Real time/live Visualization of HDFS data



I am using Flume to ingest real time data into HDFS. The stored data can be analyzed in the terminal using Spark.


But what I actually want is some sort of real time visualization/graphs of this data. Since Flume is continuously  (or let's say every 5 seconds) ingesting new data into HDFS, I would like my visualization to update automatically in real time or near real time by extracting the data stored in HDFS.


I have visualized the data by making Hive tables but that actually generates the table based on what is stored in a particular file at that moment and does not updated automatically if new data arrives. In other words, it is not real time visualization.


Is there a way I can achieve the real time visualizations i.e. pie charts, bar graphs etc for my data that is being ingested into HDFS?


As a second part of this question, Flume has a rool over time of 30 seconds which means it creates a new file every 30 seconds, I would want the visualizations to read the data stored in all the files in a particular directory rather than reading it from a particular file to generate the visualization.

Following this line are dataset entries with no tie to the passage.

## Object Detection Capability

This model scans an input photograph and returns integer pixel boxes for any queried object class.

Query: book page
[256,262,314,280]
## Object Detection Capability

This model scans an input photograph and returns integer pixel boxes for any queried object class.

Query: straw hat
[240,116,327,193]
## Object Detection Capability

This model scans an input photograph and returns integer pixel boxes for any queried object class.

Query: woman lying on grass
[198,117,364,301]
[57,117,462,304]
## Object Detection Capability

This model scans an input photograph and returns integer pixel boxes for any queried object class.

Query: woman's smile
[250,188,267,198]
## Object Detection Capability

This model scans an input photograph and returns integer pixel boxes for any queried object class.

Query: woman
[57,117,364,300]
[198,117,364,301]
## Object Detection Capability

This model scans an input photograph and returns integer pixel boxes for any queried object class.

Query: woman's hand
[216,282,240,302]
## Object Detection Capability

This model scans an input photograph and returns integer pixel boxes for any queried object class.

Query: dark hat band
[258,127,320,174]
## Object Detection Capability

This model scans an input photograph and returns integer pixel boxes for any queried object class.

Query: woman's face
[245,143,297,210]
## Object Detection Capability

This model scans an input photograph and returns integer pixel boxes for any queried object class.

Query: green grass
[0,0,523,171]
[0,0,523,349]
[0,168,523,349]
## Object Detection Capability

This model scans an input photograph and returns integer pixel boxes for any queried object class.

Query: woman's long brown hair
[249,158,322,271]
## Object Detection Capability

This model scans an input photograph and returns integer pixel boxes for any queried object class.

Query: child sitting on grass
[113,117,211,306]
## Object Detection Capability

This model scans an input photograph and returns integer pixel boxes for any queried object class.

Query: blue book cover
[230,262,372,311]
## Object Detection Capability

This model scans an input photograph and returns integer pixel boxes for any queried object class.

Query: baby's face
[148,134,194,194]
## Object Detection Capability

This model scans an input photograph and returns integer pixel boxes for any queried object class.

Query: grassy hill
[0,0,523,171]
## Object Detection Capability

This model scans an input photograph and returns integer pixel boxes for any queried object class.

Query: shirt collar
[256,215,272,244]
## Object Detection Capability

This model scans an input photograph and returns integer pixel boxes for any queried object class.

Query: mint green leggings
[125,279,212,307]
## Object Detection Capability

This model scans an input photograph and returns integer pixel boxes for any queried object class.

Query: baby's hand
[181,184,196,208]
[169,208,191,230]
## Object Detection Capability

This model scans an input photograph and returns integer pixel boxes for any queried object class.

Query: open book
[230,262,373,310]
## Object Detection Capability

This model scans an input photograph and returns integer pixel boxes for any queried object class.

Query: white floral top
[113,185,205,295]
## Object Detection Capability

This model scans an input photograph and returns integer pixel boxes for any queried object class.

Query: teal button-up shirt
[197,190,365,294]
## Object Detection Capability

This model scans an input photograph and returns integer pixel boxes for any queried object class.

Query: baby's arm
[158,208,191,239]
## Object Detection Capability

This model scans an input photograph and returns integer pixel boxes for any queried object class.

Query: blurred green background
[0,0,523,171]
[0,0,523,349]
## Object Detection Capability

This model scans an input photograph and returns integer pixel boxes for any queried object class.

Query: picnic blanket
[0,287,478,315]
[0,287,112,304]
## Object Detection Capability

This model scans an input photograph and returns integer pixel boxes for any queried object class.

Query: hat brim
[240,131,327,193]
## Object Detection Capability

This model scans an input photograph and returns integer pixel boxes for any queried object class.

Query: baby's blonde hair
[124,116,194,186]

Re: Real time/live Visualization of HDFS data

Hi Rizi,


Spark has a spark streaming module, you could look into the Spark Flume integration or have Flume write to Kafka which would be a better itegration for real time data than writing to HDFS.  Spark could then be used to update the charts to get a visiualization.  There are many ways for spark to update a graph and you would want to search google to find a method suitable to you.